# Gold Coast this Sunday



## Fishing Man (Oct 4, 2006)

guys,

im thinkling of fishing the GC again this weekend, 
is anyone keen to fish currumbin/talle creek or the tweed.


----------



## fishbrain (Oct 19, 2005)

Hi Ben,
Might be a few guys up for a fish after Surf Course Sunday arvo
in Currumbin Creek. Cheers FB


----------



## Guest (Apr 26, 2007)

Heya Ben,

I am keen for a fish mate, altho I'm keeping an eye on the weather which may influence where I choose to go?

8)


----------



## Fishing Man (Oct 4, 2006)

would be good to catch up Dallas,

where did you have in mind mate?


----------



## Guest (Apr 26, 2007)

Not sure yet mate......forecast for Sunday is rain clearing.......

I'd be looking to head in whichever direction had less chance of me getting dumped on :lol:


----------



## Biggera Yakker (Jan 25, 2007)

Hey Ben, are you thinking of going to the surf course?


----------



## Fishing Man (Oct 4, 2006)

I cant make the course unfortunately 
my brothers having an engagement party this sunday arvo.

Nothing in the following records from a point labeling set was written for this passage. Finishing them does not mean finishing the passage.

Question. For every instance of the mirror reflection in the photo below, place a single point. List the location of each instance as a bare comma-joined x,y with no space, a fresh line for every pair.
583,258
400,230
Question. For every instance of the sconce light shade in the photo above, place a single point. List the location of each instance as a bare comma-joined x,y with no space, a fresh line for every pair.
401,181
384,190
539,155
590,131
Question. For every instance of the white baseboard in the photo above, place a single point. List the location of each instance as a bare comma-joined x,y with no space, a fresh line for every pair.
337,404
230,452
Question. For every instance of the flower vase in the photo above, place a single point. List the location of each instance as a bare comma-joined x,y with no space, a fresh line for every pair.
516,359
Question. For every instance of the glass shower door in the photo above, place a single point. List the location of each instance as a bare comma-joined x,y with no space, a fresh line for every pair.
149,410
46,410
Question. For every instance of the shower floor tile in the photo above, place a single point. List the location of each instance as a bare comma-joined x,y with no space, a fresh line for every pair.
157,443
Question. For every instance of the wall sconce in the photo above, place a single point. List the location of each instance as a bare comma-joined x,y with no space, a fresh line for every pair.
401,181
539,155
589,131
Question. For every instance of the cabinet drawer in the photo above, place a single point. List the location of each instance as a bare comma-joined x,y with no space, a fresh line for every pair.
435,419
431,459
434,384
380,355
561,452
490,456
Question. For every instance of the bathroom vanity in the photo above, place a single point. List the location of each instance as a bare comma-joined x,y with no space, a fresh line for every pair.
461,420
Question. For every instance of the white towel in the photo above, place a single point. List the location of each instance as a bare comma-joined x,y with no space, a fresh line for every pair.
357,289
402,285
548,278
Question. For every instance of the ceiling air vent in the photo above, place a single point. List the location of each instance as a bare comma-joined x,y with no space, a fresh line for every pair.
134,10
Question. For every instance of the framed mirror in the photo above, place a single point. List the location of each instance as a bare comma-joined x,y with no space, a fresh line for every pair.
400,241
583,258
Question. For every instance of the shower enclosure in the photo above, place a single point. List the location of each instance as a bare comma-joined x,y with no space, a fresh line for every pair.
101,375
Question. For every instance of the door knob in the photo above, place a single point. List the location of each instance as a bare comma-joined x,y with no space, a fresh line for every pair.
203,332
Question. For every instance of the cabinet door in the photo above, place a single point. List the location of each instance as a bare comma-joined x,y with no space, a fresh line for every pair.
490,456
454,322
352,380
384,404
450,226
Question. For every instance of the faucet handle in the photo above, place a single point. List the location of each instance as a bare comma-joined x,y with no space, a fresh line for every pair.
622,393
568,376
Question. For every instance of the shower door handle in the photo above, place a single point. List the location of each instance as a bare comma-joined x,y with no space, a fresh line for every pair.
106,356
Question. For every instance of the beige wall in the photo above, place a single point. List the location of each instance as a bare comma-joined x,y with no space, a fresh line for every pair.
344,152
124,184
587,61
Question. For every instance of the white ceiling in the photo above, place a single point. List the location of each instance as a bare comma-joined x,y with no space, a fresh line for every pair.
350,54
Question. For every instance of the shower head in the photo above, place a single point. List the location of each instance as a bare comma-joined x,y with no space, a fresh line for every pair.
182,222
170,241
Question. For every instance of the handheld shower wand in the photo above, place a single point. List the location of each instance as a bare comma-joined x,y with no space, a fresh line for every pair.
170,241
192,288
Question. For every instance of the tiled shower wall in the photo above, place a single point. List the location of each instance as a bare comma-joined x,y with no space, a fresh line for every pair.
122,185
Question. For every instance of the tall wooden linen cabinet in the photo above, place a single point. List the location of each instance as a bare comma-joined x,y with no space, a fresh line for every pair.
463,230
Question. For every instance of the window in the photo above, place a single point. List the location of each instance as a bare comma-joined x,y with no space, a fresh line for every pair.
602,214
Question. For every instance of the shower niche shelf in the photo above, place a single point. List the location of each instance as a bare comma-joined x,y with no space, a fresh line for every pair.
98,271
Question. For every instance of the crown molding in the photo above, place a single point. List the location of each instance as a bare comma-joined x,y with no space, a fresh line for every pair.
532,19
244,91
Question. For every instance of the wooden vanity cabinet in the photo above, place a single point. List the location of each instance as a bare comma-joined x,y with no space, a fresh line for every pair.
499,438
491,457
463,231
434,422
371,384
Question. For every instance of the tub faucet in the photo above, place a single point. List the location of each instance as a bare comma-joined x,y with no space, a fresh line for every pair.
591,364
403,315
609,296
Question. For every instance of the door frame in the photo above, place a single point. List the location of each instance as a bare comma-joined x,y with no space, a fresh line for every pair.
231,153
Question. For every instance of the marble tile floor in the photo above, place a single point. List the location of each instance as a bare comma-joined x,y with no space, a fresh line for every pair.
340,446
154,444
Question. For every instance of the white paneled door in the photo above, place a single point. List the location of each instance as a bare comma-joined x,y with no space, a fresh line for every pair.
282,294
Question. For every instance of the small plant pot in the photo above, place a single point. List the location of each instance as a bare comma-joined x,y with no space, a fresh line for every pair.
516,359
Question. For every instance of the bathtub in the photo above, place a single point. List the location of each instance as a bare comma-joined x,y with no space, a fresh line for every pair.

i will fish until 10-11am sunday morning but thats about my limits unfortunately

anyone keen


----------



## Fishing Man (Oct 4, 2006)

ok well ive decided to give currumbin creek a go.
I will be launching from the small ramp near the rsl at 5.30 and fishing until about 10.30 11am

Il be chasing bream and flathead between the bridges and up as far as the canal entrances. Should be good conditions with the high tide etc

anyone keen to join us?


----------



## Guest (Apr 28, 2007)

Heya Ben,

We have a BBQ lunch with some friends tomorrow, so this Sunday is a no go for me mate 

I went up to Hinze this arvo at 3:30 to get a quick fix, but had to call it a day early and was off the water by 6:30pm.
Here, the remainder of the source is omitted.